Increased cytotoxicity of Pb2+ with co-exposures to a mitochondrial uncoupler and mitochondrial calcium uniporter inhibitor

Abstract

Lead (Pb²⁺) is an important developmental toxicant. The mitochondrial calcium uniporter (MCU) imports calcium ions using the mitochondrial membrane potential (MMP), and also appears to mediate the influx of Pb²⁺ into the mitochondria. Since our environment contains mixtures of toxic agents, it is important to consider multi-chemical exposures. To begin to develop generalizable, predictive models of interactive toxicity, we developed mechanism-based hypotheses about interactive effects of Pb²⁺ with other chemicals. To test these hypotheses, we exposed HepG2 (human liver) cells to Pb²⁺ alone and in mixtures with other mitochondria-damaging chemicals: carbonyl cyanide-p-trifluoromethoxyphenylhydrazone (FCCP), a mitochondrial uncoupler that reduces MMP, and Ruthenium Red (RuRed), a dye that inhibits the MCU. After 24 hours, Pb²⁺ alone, the mixture of Pb²⁺ and RuRed, and the mixture of Pb²⁺ and FCCP caused no decrease in cell viability. However, the combination of all three exposures led to a significant decrease in cell viability at higher Pb²⁺ concentrations.

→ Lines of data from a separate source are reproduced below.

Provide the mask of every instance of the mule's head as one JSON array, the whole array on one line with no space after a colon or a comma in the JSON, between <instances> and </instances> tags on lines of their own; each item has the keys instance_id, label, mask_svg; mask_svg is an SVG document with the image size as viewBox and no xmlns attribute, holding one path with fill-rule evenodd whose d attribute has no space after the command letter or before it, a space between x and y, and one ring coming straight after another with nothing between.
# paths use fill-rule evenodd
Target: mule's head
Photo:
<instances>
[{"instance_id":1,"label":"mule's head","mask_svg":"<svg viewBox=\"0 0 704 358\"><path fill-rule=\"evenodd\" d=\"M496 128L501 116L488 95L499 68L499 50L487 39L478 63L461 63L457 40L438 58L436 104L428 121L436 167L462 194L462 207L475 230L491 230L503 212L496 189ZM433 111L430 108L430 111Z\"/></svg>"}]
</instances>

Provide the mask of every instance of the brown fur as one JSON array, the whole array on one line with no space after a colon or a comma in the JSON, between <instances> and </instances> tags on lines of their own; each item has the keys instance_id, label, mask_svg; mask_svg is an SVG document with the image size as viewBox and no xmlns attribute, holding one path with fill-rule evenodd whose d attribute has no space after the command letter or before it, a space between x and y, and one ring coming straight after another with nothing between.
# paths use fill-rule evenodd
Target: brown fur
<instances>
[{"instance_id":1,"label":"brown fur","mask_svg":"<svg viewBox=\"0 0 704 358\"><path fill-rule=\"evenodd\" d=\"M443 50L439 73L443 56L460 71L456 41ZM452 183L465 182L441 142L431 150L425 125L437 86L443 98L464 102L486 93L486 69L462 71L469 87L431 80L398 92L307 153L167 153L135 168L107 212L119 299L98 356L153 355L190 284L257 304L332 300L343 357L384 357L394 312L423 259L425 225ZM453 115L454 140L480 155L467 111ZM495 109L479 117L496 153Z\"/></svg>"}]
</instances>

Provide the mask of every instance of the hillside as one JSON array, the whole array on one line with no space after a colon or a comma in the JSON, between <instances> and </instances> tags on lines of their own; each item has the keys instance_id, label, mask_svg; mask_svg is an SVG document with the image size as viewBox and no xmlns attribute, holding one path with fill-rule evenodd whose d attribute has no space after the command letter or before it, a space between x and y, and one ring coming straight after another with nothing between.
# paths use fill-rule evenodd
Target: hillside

After 48 hours, the co-exposure to elevated Pb²⁺ concentrations and FCCP caused a significant decrease in cell viability, and the mixture of all three showed a clear dose-response curve with significant decreases in cell viability across a range of Pb²⁺ concentrations. We performed ICP-MS analyses on isolated mitochondrial and cytosolic fractions and found no differences in Pb²⁺ uptake across exposure groups, ruling out altered cellular uptake as the mechanism for interactive toxicity. We assessed MMP following exposure and observed a decrease in membrane potential that corresponds to loss of cell viability but is likely not sufficient to be the causative mechanistic driver of cell death. This research provides a mechanistically-based framework for understanding Pb²⁺ toxicity in mixtures with mitochondrial toxicants.